Usually when I unproject a depth map into point cloud in the real world coordinate system, I'd use this equation where y points up, z points away from the screen.

  uint2 pos;
    pos.y = vertexID / depthTexture.get_width();
    pos.x = vertexID % depthTexture.get_width();

    // depthDataType is kCVPixelFormatType_DepthFloat16
    float depth = depthTexture.read(pos).x * 1000.0f;

    float xrw = (pos.x - cameraIntrinsics[2][0]) * depth / cameraIntrinsics[0][0];
    float yrw = (pos.y - cameraIntrinsics[2][1]) * depth / cameraIntrinsics[1][1];

    float4 xyzw = { xrw, yrw, depth, 1.f };

    out.clipSpacePosition = viewMatrix * xyzw;
    out.coor = { pos.x / (depthTexture.get_width() - 1.0f), pos.y / (depthTexture.get_height() - 1.0f) };
    out.depth = depth;
    out.pSize = 5.0f;
image

2. Additionally, I see that you chose to set the invalid to a very high value. Can I ask why you choose that big value instead of NaN? Is it for efficient reason like having numbers would make the matrix solver run better than NaN? Or more for easier debugging to better spot errors?

        //for invalid depth data, set vertex to unreasonable value
        outVertexMap[outvid]=10000000.0;
        outVertexMap[outvid+1]=10000000.0;
        outVertexMap[outvid+2]=10000000.0;

3. In your pipeline, you also use simd::float4x4 m_frameToGlobalTransform; simd::float4x4 m_globalToFrameTransform; do these follow the right-hand rule like ARKit's world frame where y points up, z points into the screen, x points right?

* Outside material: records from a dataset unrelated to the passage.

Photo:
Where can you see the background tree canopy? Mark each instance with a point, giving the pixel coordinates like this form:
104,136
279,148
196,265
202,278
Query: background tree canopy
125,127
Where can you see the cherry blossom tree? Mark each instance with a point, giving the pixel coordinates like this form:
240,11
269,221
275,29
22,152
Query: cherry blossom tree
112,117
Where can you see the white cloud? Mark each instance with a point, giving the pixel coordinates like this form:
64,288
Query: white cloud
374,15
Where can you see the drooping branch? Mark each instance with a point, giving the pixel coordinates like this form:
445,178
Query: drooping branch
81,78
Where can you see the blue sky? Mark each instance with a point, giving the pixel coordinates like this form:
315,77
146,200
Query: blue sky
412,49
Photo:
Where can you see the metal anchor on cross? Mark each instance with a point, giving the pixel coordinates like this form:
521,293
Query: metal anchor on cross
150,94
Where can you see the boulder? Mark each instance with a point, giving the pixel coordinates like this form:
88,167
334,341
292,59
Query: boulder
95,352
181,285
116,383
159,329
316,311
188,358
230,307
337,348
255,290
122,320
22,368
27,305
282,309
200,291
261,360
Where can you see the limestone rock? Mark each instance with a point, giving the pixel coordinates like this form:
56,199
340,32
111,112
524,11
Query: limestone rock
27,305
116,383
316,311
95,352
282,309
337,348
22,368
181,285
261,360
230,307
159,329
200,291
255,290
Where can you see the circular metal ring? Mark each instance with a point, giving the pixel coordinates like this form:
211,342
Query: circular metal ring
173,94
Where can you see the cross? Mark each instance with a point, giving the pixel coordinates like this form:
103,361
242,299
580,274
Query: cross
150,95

https://developer.apple.com/documentation/arkit/arkit_in_ios/configuration_objects/understanding_world_tracking In all AR experiences, ARKit uses world and camera coordinate systems following a right-handed convention: the y-axis points upward, and (when relevant) the z-axis points toward the viewer and the x-axis points toward the viewer's right.

===

  1. And lastly (if you have time), I see that frameToGlobalTransform and globalToFrameTransform seem to keep track of the transformation matrix across multiple ICP iterations. In my head, I can see that two point clouds approach closer and closer as more matrices are multiplied in the icp iteration loop for(int it=0;it<iteratorNumber;++it), but I wonder if it makes sense to reset these two variables in the next processFrame() to avoid drift if I only use frame-to-frame instead of frame-to-model like what you're doing? I have seen in some occasions, the transformation matrix could be wrongly solved so i don't want to multiply by the wrong matrix or stop the iteration when the point clouds are already converted to save compute. I'd appreciate your inputs. Thank you!
sjy234sjy234 commented 11 months ago

Well, I recommend you check it out by yourself from 1~3, because it doesnot matter either you use a right hand or left hand system. And it is easy to transform from one system to another if needed.

For question 4, original KinectFusion doesnot solve the problem. You may check Bundle Adjustment to use multiple-frame optimization to achieve drift-free poses. Resetting transforms would get worse results and might fail on larger poses, because it (iterating frame by frame) plays as a preassumption of KinectFusion iteration.

megamanzero23 commented 11 months ago

Well, I recommend you check it out by yourself from 1~3, because it doesnot matter either you use a right hand or left hand system. And it is easy to transform from one system to another if needed.

For question 4, original KinectFusion doesnot solve the problem. You may check Bundle Adjustment to use multiple-frame optimization to achieve drift-free poses. Resetting transforms would get worse results and might fail on larger poses, because it (iterating frame by frame) plays as a preassumption of KinectFusion iteration.

Thank you for your quick reply!

I'm still new to CG so I'm just making sure my intuition is correct as I read through your code and also trying to understand Apple's documentation on depth map as well:

In the ICP shader, the z component of the vertices is negated again (the currentVMap already has negative z from the DepthToVertex steps) so I'm guessing negating z here would make the vertices to be in the global/world space where z is positive for the ICP calculation (because the the extrinsic matrix is the camera transformation in the global space).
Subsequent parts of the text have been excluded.